Treinos rápidos, mas frequentes: a ascensão do “exercise snacking” transforma a relação dos brasileiros com a atividade física
Com horários ampliados e estruturas pensadas para otimizar o tempo, academias acompanham o crescimento dos chamados “treinos de oportunidade”
A ideia de que é preciso reservar uma ou duas horas do dia para frequentar a academia já não reflete a realidade de muitos brasileiros. Entre trabalho, deslocamentos, compromissos familiares e uma agenda cada vez mais dinâmica, cresce o número de pessoas que aproveitam pequenas janelas livres para praticar atividade física.
A tendência, conhecida internacionalmente como exercise snacking, propõe a realização de exercícios em períodos mais curtos ao longo do dia. Mas, para além do conceito, ela revela uma mudança importante no comportamento dos alunos: a busca por modalidades e academias que permitam encaixar o treino de forma prática na rotina.
O interesse pelo tema também tem crescido no meio acadêmico. Em revisão publicada, em 2025, na revista científica Healthcare, pesquisadores avaliaram 26 estudos sobre o chamado exercise snacking e concluíram que a estratégia pode gerar benefícios para a saúde cardiometabólica e ajudar a combater os efeitos do comportamento sedentário, especialmente entre pessoas com dificuldade de manter uma rotina tradicional de exercícios.
Segundo Leandro Twin, da BlueFit, a flexibilidade passou a ser um dos fatores mais relevantes na adesão e permanência dos alunos. “Hoje, muitas pessoas não conseguem estabelecer um horário fixo para treinar. É comum encontrarmos alunos que aproveitam o intervalo do almoço, uma reunião cancelada, o período entre dois compromissos ou até mesmo horários alternativos, como o início da manhã ou o final da noite. Quanto mais fácil for encaixar a atividade física na rotina, maiores são as chances de criar consistência”, explica.
Nesse cenário, a infraestrutura das academias se torna um diferencial importante. Ambientes com ampla oferta de equipamentos, diversidade de modalidades e horários estendidos ajudam a reduzir barreiras que frequentemente afastam as pessoas da prática regular.

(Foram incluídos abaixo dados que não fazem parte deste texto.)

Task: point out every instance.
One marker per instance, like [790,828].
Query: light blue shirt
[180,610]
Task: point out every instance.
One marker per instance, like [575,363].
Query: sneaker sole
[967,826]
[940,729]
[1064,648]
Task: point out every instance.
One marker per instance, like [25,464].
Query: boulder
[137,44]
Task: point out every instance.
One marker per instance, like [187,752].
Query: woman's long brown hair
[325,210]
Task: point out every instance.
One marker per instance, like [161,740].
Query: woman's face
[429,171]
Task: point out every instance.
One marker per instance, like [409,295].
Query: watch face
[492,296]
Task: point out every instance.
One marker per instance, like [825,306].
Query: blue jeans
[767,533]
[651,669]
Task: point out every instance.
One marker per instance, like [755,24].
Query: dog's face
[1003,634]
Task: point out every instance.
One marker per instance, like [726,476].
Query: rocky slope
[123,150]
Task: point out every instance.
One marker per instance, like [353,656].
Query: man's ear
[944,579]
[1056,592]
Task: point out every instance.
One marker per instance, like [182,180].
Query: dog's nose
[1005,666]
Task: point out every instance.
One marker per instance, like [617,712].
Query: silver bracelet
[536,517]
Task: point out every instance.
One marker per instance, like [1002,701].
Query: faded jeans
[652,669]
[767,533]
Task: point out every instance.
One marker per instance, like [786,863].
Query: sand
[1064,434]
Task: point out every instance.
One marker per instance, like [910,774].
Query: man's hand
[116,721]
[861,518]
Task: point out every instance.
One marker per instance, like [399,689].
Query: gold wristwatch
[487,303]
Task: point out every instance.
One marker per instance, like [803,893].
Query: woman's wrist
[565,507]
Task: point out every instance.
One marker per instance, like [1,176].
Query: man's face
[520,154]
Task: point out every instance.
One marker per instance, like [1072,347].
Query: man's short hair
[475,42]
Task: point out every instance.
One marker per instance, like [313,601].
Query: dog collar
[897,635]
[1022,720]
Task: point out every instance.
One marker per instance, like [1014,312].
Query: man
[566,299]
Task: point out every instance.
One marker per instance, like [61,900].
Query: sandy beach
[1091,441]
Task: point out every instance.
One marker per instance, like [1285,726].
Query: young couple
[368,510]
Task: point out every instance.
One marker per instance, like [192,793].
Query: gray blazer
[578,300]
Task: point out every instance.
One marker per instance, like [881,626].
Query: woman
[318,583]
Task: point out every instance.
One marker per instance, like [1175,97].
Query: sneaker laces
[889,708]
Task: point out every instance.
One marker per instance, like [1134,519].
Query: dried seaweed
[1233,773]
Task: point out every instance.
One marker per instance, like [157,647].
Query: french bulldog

Com mais de 200 unidades espalhadas pelo país, a BlueFit vem acompanhando essa transformação ao oferecer academias estrategicamente localizadas, horários amplos de funcionamento e uma estrutura que favorece a fluidez dos treinos mesmo nos períodos de maior movimento.
“Ninguém quer perder metade do tempo disponível esperando um equipamento desocupar. Quando a academia possui uma quantidade adequada de máquinas e uma operação eficiente, o aluno consegue realizar um treino completo em menos tempo, o que faz toda a diferença para quem tem uma rotina corrida”, afirma Twin.
Além da musculação, a possibilidade de escolher entre diferentes modalidades e horários de aulas também contribui para que cada aluno encontre a melhor forma de se manter ativo.
A mudança reflete um novo entendimento sobre a prática de exercícios: mais importante do que cumprir um padrão rígido é encontrar formas sustentáveis de manter o movimento ao longo da semana.
“Nem todo mundo terá disponibilidade para treinar uma hora e meia todos os dias, e isso não deveria ser um impedimento para cuidar da saúde. O importante é que as pessoas encontrem uma rotina viável e que consigam manter no longo prazo. A atividade física precisa se adaptar à vida das pessoas, e não o contrário”, conclui o especialista.